Michael Hann 

Bruce Springsteen: born to write

With the Boss still in prime stadium-filling form, and with plenty of intimate truths still to give up, his new tome promises more than the average rock memoir
  
  

A rock Charlemagne … Bruce Springsteen plays the 2009 Super Bowl.
A rock Charlemagne … Bruce Springsteen plays the 2009 Super Bowl. Photograph: Jamie Squire/Getty Images

Virtually all rock memoirs follow a similar pattern of rise and fall, before ending with acceptance – brought on by sobriety, spirituality, the death of peers, or just the plain realisation that it’s not worth hating your bandmates any more. Virtually all, too, are at their best in their early pages – covering the early years – when the passion for music still burns bright, when it’s all still fun, when the star is rising, rather than burning out.

Bruce Springsteen’s memoir, Born to Run, out at the end of September, looks as if it might be a little different. For a start, there’s his status: no bass player with a second-rate hair-metal band, he.
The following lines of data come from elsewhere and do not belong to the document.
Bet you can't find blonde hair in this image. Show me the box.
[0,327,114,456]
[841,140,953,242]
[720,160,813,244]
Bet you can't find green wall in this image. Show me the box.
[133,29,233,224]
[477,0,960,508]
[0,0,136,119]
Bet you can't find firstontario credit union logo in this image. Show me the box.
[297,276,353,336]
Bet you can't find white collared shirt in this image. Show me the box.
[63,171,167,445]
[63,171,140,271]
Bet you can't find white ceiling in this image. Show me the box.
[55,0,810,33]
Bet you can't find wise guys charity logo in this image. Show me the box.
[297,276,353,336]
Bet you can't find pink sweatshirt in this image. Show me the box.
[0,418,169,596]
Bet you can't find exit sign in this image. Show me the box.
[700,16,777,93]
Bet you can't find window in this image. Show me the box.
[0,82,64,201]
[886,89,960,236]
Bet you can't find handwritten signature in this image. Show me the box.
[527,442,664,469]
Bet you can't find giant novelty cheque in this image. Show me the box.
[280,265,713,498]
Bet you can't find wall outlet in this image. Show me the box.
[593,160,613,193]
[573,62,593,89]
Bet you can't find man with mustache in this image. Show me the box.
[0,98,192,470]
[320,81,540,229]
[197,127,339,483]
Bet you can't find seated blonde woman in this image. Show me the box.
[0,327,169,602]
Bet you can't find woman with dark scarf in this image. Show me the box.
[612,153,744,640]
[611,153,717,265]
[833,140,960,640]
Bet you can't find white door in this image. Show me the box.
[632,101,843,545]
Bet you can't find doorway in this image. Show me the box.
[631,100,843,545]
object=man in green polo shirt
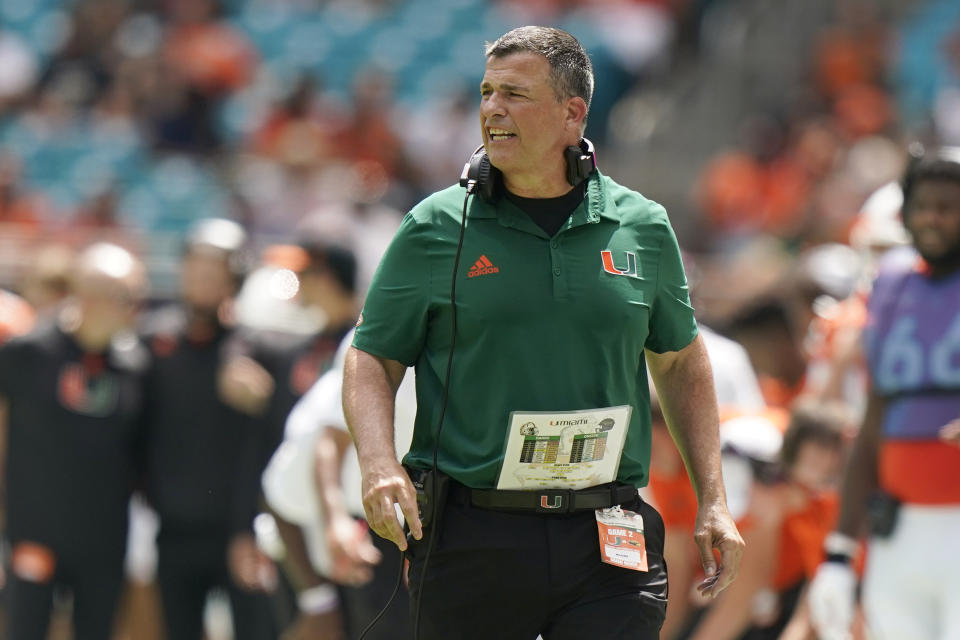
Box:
[344,27,743,640]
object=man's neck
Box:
[503,165,573,198]
[321,300,357,327]
[60,309,113,353]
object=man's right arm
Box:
[343,347,423,551]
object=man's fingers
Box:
[374,496,407,551]
[694,533,717,580]
[357,541,383,565]
[399,485,423,540]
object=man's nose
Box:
[480,91,505,117]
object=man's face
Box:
[180,249,235,314]
[480,52,585,185]
[904,179,960,267]
[789,440,843,491]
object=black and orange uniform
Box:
[144,308,275,640]
[0,323,148,640]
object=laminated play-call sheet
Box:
[497,405,633,489]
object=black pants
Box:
[157,533,277,640]
[5,549,123,640]
[339,531,413,640]
[409,488,667,640]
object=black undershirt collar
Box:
[504,180,587,238]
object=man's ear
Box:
[566,96,587,138]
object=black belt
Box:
[450,482,637,514]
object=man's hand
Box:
[280,609,347,640]
[327,515,381,587]
[940,418,960,447]
[227,533,277,592]
[362,457,423,551]
[807,562,857,640]
[693,504,744,598]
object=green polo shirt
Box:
[353,172,697,488]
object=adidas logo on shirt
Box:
[467,255,500,278]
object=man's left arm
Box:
[646,335,744,597]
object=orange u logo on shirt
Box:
[600,250,640,278]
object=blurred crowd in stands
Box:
[0,0,960,640]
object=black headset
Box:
[460,138,597,203]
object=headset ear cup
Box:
[477,153,497,202]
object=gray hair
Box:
[486,27,593,121]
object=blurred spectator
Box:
[145,219,276,640]
[0,29,38,114]
[0,289,36,345]
[19,244,74,317]
[0,244,146,640]
[690,405,849,640]
[253,75,346,171]
[0,153,47,227]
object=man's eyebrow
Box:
[480,82,530,93]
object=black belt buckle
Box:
[537,489,573,513]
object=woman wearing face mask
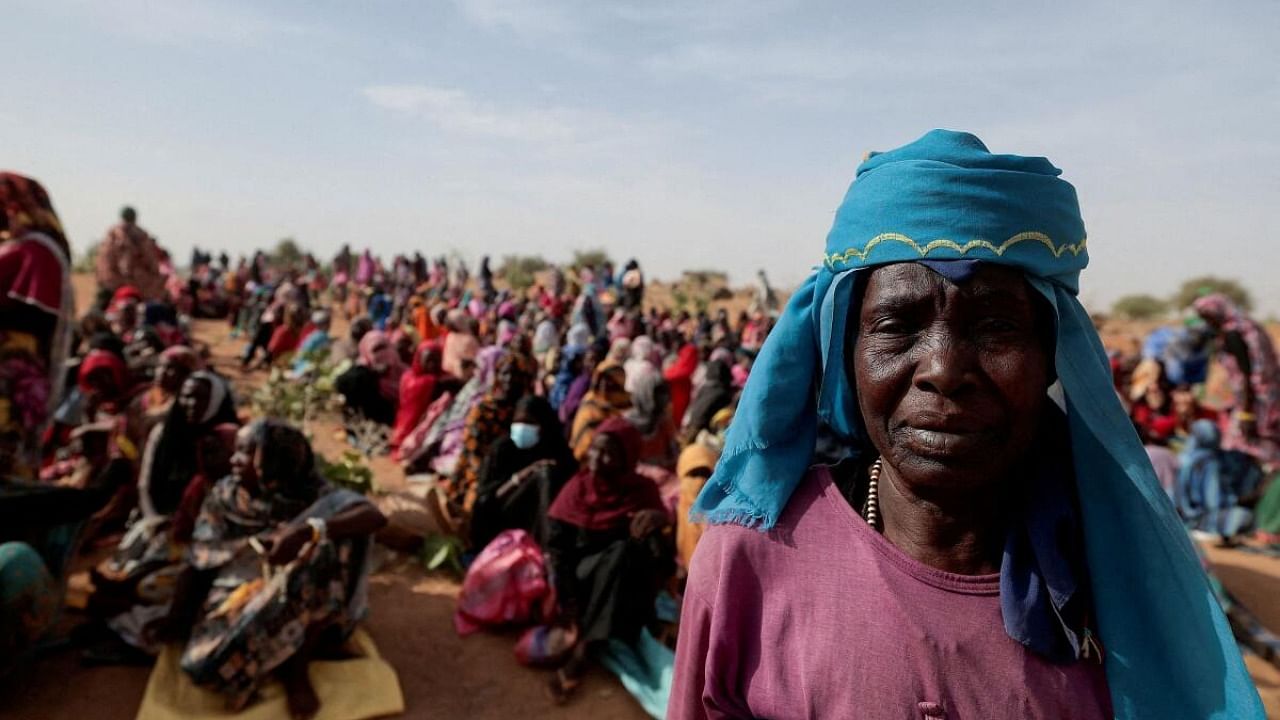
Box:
[334,331,403,425]
[86,370,239,662]
[158,420,385,717]
[451,348,538,511]
[471,395,577,551]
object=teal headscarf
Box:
[692,131,1263,720]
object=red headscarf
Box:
[77,350,129,400]
[0,173,70,315]
[392,341,442,448]
[663,342,698,423]
[106,284,142,310]
[547,418,663,530]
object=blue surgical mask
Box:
[511,423,541,450]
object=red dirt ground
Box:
[0,277,1280,720]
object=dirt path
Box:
[0,272,1280,720]
[0,278,648,720]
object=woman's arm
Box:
[268,500,387,565]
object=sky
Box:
[0,0,1280,314]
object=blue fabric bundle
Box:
[692,131,1263,720]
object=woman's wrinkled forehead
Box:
[851,260,1038,310]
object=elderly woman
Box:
[545,418,675,702]
[568,361,631,462]
[471,395,577,551]
[334,331,403,427]
[451,347,538,512]
[1193,293,1280,469]
[668,131,1263,720]
[157,420,385,717]
[90,370,239,650]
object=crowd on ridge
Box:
[0,135,1280,717]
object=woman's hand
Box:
[494,460,554,497]
[266,525,312,565]
[631,510,667,539]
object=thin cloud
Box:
[18,0,315,45]
[361,85,579,142]
[453,0,582,37]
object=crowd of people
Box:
[1111,291,1280,547]
[0,169,778,716]
[0,126,1280,717]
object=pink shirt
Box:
[667,468,1111,720]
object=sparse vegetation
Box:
[1172,275,1253,311]
[572,247,613,269]
[498,255,548,291]
[1111,295,1169,320]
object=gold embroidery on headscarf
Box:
[823,232,1088,269]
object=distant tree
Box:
[1111,295,1169,320]
[1172,275,1253,310]
[498,255,547,291]
[72,242,102,273]
[271,237,302,268]
[573,247,613,269]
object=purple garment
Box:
[559,374,591,422]
[667,468,1111,720]
[1146,445,1179,498]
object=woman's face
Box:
[1171,388,1196,418]
[84,368,120,400]
[493,364,524,402]
[1146,383,1165,410]
[369,338,396,373]
[419,347,440,375]
[396,336,413,365]
[586,433,626,478]
[849,263,1051,495]
[653,383,671,415]
[156,357,191,397]
[232,425,259,484]
[178,378,212,424]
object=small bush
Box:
[1111,295,1169,320]
[498,255,548,291]
[1172,275,1253,311]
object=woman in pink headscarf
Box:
[334,331,404,425]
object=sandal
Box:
[547,670,582,705]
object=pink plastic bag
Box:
[453,530,556,637]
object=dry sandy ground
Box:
[0,277,648,720]
[0,272,1280,720]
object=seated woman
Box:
[262,305,307,366]
[401,347,496,478]
[131,345,205,438]
[68,350,146,539]
[154,420,385,717]
[568,361,631,462]
[667,131,1263,720]
[547,415,675,702]
[681,360,737,442]
[1129,361,1178,445]
[471,395,577,552]
[390,341,445,452]
[1174,420,1262,547]
[623,369,678,474]
[90,370,239,620]
[334,331,401,428]
[449,343,538,514]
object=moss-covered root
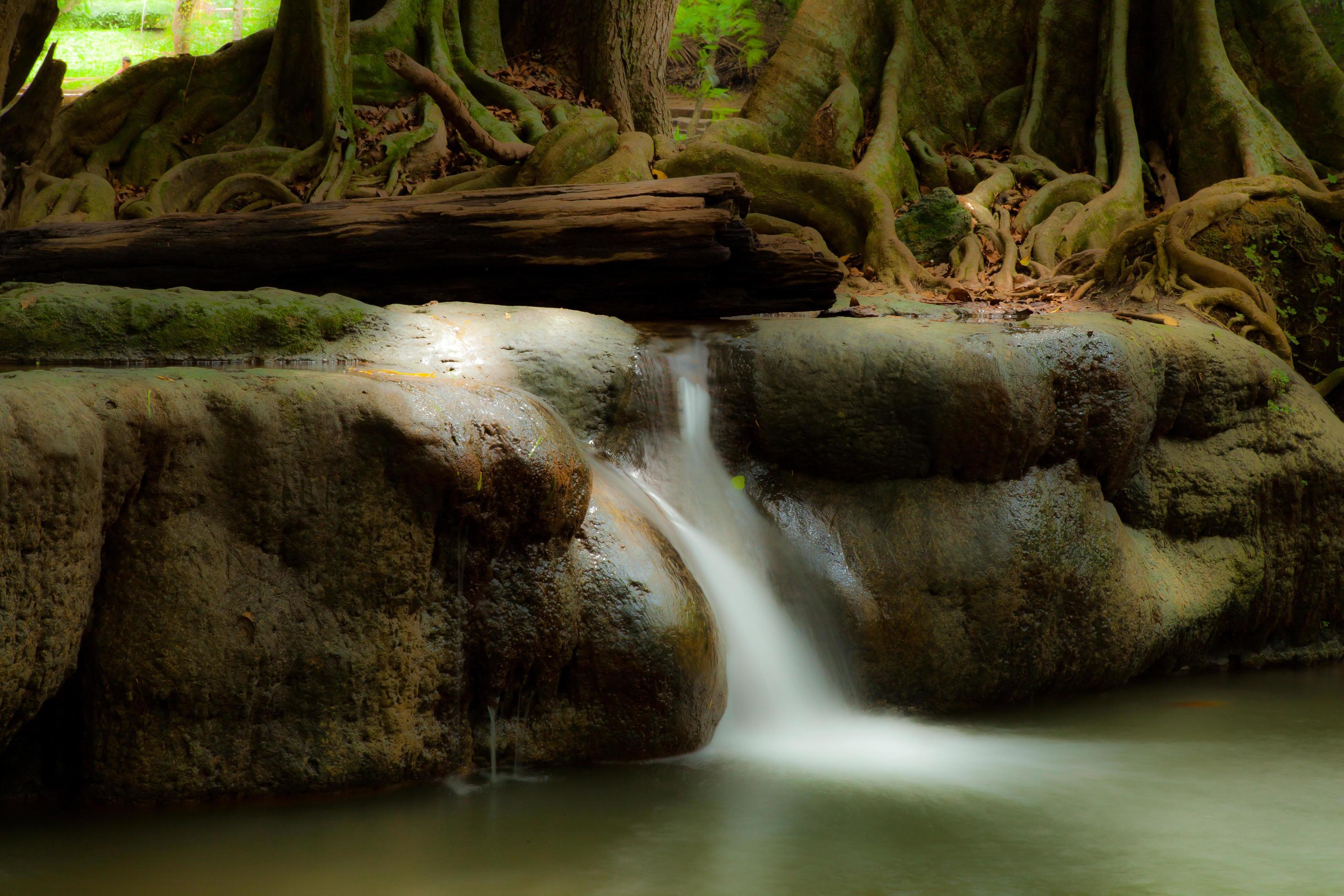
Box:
[1059,0,1144,255]
[1013,175,1106,234]
[742,212,849,275]
[952,236,985,286]
[1180,286,1293,364]
[383,47,532,165]
[567,131,653,184]
[1031,203,1083,270]
[17,172,117,227]
[515,113,617,187]
[664,118,944,290]
[906,130,952,189]
[793,71,863,168]
[121,146,296,218]
[1161,193,1278,321]
[411,165,522,196]
[196,173,300,215]
[1160,0,1322,193]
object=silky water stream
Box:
[0,340,1344,896]
[594,339,1075,786]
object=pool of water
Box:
[0,667,1344,895]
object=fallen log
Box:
[0,175,840,320]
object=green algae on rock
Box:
[896,187,975,262]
It’s hard to imagine this will be bathos-laden, often one of the only selling points of lesser rock biogs. His status, too, is current: no one else has spent as long as Springsteen selling out stadiums, year after year, to ecstatic receptions. No one else of his stature seems to feel the need to commune with their flock with such frequency.

Then there are the precedents: among his generation (and his commercial and critical peers), both Bob Dylan and Neil Young have produced books that steered well clear of the traditional rock volume. Dylan told a meandering narrative that avoided many major events, telling the stories less told. Young’s dwelled heavily on his passions – audio fidelity, green motoring – while his relationship with Crosby, Stills and Nash was dismissed with startling brevity.

Less ornery than either of them – in his public image, at least – Springsteen is likely to offer his fans a more straightforward read. The foreword to Born to Run, which he released on his website recently, promises to answer the two questions that occupy the mind of anyone watching someone undeniably great working a stage: how do they do that, and why do they do that?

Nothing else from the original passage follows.